I have scanned the whole thread to see if anyone even thought of this, and I didn’t see it. So here goes:
Am I completely misled (and I’m sure someone will tell me if I am) or don’t corporations who advertise their products get to write off the millions they spend on advertising from their corporate taxes?
If they do, then they are taking less of a gamble than some posters have suggested. And to the extent that they avoid taxes because of their advertising (which certainly does profit them whether some people cut them out or not), we pay the difference in our own taxes. Who is stealing from whom?
Like some other posters in this thread, I actually enjoy some commercials. But I would love to have a device that could identify and skip only the mind-numbingly stupid and downright insulting commercials that get mixed in so thoroughly with the good ones.
Another point I didn’t see raised in the thread is with regard to “infomercials.” When people are willing to sit through so-called “sponsored” programs (as if all the others on comercial television were not sponsored), it seems clear to me that advertisers are in no danger of losing their shirts from those who zap their commercials with some machine. In any case, I didn’t promise anybody that I would ignore my bladder and/or hunger pangs and sit and watch their commercials in order to be worthy of the regular programming.
That spending isn’t really a “write off” though corporations do not pay taxes on that spending. Advertising is just part of their normal expenses to provide their services, and as such, is deducted from their revenue when Taxable Income is calculated. Businesses only pay taxes on their Profits not on their Revenue.
So, if the tax rate is 35% on corporate profits, the company’s after tax profits are reduced by 65 cents for each dollar spent. Advertising doesn’t have any special status, it is just like every other type of spending.
Thanks, Cheese, but it seems a fine distinction.
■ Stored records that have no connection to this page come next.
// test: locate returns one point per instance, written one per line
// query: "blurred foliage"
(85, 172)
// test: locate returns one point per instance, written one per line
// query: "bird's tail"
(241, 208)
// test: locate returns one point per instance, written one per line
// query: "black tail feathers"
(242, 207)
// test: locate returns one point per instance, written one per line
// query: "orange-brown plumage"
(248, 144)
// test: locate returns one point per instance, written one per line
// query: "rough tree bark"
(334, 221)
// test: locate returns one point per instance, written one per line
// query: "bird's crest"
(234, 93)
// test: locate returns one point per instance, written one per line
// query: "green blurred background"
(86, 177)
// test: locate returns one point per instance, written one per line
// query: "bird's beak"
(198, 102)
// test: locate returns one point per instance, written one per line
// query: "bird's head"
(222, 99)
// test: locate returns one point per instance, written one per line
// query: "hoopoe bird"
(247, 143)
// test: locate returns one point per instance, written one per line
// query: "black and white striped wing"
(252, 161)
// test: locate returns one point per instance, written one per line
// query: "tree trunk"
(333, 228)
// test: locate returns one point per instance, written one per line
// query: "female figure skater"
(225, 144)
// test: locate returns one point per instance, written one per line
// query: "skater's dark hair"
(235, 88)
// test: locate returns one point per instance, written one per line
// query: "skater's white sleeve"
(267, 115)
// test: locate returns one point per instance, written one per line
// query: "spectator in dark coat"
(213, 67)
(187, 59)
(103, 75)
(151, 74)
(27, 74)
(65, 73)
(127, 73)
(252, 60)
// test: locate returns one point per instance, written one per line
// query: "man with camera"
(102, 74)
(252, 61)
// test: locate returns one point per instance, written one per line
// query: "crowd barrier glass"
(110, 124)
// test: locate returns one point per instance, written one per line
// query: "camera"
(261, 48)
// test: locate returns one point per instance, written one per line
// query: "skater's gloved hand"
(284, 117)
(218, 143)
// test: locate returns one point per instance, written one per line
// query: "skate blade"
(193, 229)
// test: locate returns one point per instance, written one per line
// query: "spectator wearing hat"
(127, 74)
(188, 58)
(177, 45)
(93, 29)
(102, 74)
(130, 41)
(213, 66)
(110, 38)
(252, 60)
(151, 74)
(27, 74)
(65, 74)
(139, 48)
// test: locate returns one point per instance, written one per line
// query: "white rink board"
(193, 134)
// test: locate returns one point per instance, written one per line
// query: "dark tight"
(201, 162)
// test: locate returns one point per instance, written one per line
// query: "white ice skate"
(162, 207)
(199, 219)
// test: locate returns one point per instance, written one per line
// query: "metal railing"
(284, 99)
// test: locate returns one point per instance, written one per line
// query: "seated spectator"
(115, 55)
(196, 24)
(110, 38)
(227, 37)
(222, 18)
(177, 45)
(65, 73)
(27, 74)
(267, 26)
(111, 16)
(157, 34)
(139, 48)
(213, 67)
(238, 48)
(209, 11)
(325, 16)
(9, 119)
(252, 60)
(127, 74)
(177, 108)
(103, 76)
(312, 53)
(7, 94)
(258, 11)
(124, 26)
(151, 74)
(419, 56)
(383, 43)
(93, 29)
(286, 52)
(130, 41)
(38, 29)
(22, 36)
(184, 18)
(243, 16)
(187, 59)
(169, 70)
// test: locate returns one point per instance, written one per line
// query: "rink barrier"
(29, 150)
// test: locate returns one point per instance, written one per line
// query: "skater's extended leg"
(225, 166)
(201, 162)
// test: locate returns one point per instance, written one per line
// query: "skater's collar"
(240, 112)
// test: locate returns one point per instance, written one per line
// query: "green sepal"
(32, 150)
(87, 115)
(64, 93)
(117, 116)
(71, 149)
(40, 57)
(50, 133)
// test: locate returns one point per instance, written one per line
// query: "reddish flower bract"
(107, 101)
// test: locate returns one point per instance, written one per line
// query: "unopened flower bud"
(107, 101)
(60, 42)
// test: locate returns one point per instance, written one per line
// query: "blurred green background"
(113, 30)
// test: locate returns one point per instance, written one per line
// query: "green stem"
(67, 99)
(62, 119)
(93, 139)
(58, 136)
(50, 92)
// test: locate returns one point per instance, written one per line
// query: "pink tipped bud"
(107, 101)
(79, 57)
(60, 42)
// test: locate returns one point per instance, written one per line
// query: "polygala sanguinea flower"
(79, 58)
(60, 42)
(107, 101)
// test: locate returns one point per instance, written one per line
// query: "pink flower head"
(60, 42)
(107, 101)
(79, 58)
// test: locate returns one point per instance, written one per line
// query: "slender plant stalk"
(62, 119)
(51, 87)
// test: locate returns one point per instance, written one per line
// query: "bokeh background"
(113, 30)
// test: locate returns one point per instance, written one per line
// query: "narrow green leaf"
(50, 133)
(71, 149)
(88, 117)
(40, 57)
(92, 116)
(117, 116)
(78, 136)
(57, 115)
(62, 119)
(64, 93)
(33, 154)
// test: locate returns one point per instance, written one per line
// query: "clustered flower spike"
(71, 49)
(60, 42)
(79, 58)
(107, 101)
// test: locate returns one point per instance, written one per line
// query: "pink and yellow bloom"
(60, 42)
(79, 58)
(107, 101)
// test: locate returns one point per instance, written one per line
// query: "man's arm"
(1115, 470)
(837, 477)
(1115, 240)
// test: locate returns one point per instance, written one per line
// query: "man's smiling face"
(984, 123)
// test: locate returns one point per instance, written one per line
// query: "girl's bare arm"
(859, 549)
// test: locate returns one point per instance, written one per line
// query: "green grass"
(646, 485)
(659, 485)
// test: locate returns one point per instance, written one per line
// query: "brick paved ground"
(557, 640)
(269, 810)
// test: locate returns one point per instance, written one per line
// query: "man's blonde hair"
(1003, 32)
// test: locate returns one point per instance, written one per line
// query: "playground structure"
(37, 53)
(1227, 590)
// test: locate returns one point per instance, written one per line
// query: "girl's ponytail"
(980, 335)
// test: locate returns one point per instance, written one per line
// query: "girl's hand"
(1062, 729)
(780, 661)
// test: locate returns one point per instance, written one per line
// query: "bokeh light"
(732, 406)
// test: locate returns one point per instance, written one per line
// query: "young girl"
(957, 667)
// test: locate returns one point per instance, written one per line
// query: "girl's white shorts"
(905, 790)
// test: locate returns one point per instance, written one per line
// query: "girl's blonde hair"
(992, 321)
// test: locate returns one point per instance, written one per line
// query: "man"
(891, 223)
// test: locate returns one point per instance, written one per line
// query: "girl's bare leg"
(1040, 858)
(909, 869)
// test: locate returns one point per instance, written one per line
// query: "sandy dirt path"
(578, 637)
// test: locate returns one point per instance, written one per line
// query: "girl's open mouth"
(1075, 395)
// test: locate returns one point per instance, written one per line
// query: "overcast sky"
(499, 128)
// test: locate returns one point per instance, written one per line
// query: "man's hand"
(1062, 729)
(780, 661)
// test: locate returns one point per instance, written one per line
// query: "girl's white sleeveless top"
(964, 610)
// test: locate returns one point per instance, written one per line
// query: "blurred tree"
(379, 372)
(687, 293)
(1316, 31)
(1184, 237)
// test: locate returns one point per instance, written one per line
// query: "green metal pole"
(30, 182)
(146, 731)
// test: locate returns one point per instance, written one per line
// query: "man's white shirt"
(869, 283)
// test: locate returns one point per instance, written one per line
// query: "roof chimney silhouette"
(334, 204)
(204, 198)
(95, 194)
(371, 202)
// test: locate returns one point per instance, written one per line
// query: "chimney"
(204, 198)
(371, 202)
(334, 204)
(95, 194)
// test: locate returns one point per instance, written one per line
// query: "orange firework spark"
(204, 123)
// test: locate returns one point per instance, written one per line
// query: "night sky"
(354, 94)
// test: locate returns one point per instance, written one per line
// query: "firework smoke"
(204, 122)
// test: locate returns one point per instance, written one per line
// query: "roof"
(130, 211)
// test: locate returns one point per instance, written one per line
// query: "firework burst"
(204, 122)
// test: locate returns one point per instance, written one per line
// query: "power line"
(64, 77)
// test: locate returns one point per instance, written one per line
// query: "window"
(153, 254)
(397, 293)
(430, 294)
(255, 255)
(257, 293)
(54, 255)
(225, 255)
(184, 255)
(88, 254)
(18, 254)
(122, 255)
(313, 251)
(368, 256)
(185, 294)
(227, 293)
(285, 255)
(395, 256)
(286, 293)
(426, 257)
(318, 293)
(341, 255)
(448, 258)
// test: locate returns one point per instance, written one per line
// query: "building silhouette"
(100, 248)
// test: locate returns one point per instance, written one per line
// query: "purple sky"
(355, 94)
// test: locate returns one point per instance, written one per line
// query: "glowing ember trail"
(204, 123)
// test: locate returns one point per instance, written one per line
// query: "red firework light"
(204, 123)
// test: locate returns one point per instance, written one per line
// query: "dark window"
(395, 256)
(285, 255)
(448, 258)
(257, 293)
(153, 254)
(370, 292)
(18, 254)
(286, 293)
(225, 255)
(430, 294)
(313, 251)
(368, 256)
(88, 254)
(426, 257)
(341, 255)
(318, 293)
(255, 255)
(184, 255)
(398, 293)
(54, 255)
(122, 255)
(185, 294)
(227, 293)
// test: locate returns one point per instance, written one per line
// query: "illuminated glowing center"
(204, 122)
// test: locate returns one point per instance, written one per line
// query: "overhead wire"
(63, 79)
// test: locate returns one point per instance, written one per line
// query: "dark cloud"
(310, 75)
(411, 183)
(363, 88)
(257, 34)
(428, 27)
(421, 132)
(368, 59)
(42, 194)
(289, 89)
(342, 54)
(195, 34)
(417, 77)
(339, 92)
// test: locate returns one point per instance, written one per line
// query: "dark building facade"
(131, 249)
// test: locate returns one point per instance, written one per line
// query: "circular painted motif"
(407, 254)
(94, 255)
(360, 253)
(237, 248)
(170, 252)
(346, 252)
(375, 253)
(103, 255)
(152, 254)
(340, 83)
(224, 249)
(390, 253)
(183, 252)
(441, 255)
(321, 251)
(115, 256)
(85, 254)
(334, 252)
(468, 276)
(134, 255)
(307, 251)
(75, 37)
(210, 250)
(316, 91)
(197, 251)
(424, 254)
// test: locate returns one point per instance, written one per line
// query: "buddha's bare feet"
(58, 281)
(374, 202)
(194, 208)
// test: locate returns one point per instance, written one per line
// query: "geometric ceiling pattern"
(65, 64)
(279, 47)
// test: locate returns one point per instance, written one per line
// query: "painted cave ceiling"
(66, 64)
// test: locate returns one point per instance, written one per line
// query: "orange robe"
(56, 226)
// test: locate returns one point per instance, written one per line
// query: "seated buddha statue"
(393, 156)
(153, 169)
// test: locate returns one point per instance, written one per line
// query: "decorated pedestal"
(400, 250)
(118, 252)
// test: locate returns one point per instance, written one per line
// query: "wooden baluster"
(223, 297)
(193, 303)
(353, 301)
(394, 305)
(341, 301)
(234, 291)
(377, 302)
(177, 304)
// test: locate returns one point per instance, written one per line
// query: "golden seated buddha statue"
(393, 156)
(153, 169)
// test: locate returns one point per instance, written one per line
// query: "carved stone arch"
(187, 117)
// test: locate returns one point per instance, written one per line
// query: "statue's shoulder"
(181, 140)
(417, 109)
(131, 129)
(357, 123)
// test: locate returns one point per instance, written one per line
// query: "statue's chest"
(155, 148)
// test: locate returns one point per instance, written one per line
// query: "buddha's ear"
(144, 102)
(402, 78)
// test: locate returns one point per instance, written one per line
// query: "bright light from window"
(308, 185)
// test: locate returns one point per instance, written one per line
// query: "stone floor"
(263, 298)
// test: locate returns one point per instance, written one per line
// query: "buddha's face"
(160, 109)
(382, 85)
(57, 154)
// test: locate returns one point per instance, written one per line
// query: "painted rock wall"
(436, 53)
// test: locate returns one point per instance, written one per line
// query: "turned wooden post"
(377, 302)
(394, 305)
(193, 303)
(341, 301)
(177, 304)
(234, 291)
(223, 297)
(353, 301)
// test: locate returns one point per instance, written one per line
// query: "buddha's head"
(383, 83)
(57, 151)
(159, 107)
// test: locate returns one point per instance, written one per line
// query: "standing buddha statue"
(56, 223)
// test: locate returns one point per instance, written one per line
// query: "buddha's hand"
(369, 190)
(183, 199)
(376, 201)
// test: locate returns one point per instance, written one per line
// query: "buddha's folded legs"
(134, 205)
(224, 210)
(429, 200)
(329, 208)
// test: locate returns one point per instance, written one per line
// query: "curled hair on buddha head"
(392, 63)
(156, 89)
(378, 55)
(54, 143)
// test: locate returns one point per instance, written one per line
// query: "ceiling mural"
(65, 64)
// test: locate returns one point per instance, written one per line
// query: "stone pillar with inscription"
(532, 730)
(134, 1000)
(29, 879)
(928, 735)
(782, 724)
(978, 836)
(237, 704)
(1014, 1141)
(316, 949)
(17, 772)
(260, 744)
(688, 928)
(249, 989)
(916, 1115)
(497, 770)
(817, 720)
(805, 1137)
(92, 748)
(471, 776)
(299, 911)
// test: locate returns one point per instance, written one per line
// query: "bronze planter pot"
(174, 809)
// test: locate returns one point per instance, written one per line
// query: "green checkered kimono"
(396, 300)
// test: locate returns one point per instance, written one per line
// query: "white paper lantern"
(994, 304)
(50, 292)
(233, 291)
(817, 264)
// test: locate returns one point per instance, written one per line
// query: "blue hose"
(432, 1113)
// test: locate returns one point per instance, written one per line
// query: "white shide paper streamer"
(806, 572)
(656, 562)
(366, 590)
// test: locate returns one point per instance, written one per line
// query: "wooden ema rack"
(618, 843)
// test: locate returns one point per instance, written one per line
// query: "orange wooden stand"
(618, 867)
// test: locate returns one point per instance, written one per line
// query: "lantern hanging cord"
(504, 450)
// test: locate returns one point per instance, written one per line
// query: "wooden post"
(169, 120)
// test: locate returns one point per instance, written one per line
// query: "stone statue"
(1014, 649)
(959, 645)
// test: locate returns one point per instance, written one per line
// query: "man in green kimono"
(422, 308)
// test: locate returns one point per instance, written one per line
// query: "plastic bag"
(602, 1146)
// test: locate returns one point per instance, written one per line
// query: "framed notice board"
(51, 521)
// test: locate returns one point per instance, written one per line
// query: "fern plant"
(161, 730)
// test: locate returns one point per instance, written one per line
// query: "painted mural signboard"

If a corporation can spend a billion dollars to improve its business by advertising and shield that billion from taxes, it does get a a benefit from the government that you and I don’t get. It may pay taxes on the profits generated through its advertising, but the government has, in effect, helpted it generate those profits.
On the other hand, if I spend a few thousand to improve my house, I don’t get to shield that money from federal taxes just because it made my life better. I have to stand the entire expense alone, and pay sales taxes, etc, on the materials as well (another benefit the corporation gets that I don’t, because sales taxes can be deferred to be paid by the “end user”).
And again, whatever that corporation does not pay in federal taxes has to be made up somewhere. Guess who foots the bill.
Kellner seems a bit off to me… It’s not stealing from Turner in any way by not watching a commercial. their revenue comes from the advertisers, not from us sending in OUR money to the network.
If we skip the commercials, at the end of the show Turner will still have the same amount of money.
What about commercials for products that we don’t use? If an ad come on for BMW, and we fail to buy a BMW, are we still thieves?
Suppose that the commercial is for a product that we use regularly, but don’t watch the ad for. In the end, the sales are still made, but we didn’t watch the ads. Is that too theft?
Theft is defined as: "the felonious taking and removing of personal property with intent to deprive the rightful owner of it. "
I can see no way in which this can apply to failure to watch a television commercial.